Por enquanto, os demais partidos tradicionais da Alemanha mantêm um cordão sanitário contra a chegada do AfD ao poder. Mas, novamente, isso pode mudar antes do esperado; o exemplo da Áustria é muito recente, em todos os sentidos. Para não ir muito longe, no final de janeiro o candidato democrata-cristão, Friedrich Merz, já quebrou o tabu de atuar com a extrema direita ao votar no Bundestag (Câmara Baixa do Parlamento) junto com o AfD uma série de medidas para… restringir a imigração. A iniciativa foi do partido de Merz, a CDU, com o evidente objetivo de disputar votos e espaço da extrema direita adotando seu discurso.

Se o maior risco que a UE enfrenta é deslizar para a irrelevância, com muito mais motivo isso pode ser dito do Reino Unido. A uma inflação mais alta que no “continente” (como dizem os britânicos) e um crescimento ainda mais magro, somam-se as consequências negativas do Brexit, que após terem sido declaradas uma “falsa alarme” pelos governos conservadores, agora são inegáveis.

De fato, todas as pesquisas sobre o tema indicam que uma maioria muito clara dos britânicos – quase dois terços, se não contar os indecisos – considera que sair da UE foi um erro e uma decisão prejudicial. Mas já é tarde para lamentações: nem mesmo o atual governo trabalhista de Keir Starmer pensa em alguma forma legal de reverter o Brexit, que é considerado coisa julgada. O máximo que podem esperar as negociações em curso são ajustes formais que aliviem um pouco os problemas dos exportadores de bens e dos estudantes universitários.
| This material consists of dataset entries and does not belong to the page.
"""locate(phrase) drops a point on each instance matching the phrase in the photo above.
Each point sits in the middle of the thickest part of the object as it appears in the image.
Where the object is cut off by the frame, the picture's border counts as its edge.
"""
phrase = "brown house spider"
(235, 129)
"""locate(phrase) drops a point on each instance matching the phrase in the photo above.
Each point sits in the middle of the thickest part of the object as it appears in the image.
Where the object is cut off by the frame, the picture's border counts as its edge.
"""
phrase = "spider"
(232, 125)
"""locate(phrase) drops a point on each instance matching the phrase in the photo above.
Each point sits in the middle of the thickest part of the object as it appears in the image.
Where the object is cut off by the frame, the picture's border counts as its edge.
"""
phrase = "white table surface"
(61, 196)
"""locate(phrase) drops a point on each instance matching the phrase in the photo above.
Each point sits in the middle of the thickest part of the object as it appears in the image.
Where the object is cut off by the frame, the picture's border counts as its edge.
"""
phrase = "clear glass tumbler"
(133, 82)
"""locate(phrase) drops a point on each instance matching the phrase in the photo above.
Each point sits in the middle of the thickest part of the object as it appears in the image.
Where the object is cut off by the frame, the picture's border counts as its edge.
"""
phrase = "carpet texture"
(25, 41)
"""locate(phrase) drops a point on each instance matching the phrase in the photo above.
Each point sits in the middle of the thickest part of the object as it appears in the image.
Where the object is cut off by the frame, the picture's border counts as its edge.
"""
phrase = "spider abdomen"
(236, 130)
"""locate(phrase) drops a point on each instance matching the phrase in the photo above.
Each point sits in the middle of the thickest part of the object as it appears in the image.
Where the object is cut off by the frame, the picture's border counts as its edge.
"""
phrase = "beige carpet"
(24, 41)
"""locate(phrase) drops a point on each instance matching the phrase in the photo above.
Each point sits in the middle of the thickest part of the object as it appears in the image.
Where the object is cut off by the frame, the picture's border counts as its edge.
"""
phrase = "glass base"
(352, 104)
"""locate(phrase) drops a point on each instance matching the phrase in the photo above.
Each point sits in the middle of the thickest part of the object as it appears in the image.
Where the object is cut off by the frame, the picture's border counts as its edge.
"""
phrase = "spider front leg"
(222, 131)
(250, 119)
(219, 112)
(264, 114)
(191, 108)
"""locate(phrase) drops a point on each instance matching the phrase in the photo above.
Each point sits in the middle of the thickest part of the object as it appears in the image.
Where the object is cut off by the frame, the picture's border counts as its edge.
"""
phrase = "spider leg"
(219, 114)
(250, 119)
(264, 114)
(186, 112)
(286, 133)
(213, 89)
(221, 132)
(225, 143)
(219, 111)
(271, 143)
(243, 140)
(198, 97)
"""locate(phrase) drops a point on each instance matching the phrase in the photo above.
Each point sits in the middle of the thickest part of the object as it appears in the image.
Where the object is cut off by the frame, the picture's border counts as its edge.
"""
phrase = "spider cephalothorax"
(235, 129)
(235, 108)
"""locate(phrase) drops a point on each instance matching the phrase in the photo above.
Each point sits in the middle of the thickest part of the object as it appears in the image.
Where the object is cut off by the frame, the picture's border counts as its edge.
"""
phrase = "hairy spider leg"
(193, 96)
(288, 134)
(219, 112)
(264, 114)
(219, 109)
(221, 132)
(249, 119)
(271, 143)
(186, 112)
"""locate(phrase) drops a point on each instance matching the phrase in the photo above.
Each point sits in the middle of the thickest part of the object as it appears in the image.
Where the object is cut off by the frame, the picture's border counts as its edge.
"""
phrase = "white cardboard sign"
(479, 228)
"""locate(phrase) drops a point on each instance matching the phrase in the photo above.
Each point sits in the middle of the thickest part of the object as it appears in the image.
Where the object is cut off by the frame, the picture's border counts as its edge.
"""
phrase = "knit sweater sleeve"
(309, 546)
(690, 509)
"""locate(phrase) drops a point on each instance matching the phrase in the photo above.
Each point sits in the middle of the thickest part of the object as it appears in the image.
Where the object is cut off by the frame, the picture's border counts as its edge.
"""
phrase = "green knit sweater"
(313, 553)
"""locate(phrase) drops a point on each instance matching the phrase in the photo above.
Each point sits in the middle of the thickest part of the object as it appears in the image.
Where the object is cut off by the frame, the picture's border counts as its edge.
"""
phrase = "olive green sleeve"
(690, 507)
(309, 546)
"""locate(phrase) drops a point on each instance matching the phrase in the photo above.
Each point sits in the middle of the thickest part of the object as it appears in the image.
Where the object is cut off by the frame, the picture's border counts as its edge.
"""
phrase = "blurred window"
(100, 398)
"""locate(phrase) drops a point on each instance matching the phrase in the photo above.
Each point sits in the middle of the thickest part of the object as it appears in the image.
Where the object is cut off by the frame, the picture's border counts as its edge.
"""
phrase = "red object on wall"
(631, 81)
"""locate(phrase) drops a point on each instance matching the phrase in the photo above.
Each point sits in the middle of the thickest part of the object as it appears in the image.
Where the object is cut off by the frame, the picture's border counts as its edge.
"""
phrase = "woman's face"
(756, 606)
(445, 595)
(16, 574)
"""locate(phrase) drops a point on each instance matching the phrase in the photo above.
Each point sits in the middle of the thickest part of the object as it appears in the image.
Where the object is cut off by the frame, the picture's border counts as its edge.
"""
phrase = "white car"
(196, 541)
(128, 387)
Quanto à situação política, não se deixe enganar pelo sistema eleitoral britânico, que é enganoso. A vitória trabalhista do ano passado no Reino Unido foi esmagadora apenas em termos de cadeiras conquistadas, não de votos; o Partido Trabalhista obteve 62% das cadeiras com apenas 35% dos votos. Sabendo disso, será menos surpreendente saber que, para os parâmetros muito estáveis do sistema político britânico, a crise dos partidos é enorme. O trabalhismo está fazendo uma gestão decepcionante e tem apoio médio nas pesquisas de 26%, a mesma cifra dos conservadores. Assim, as duas forças que tradicionalmente dividiam mais de 90% dos votos alcançam apenas metade do apoio do eleitorado. Em terceiro lugar, não muito longe, vem o Reform Party, do ultradireitista e demagogo Nigel Farage, com 21%. A política britânica pode apresentar novidades importantes antes do que muitos esperam.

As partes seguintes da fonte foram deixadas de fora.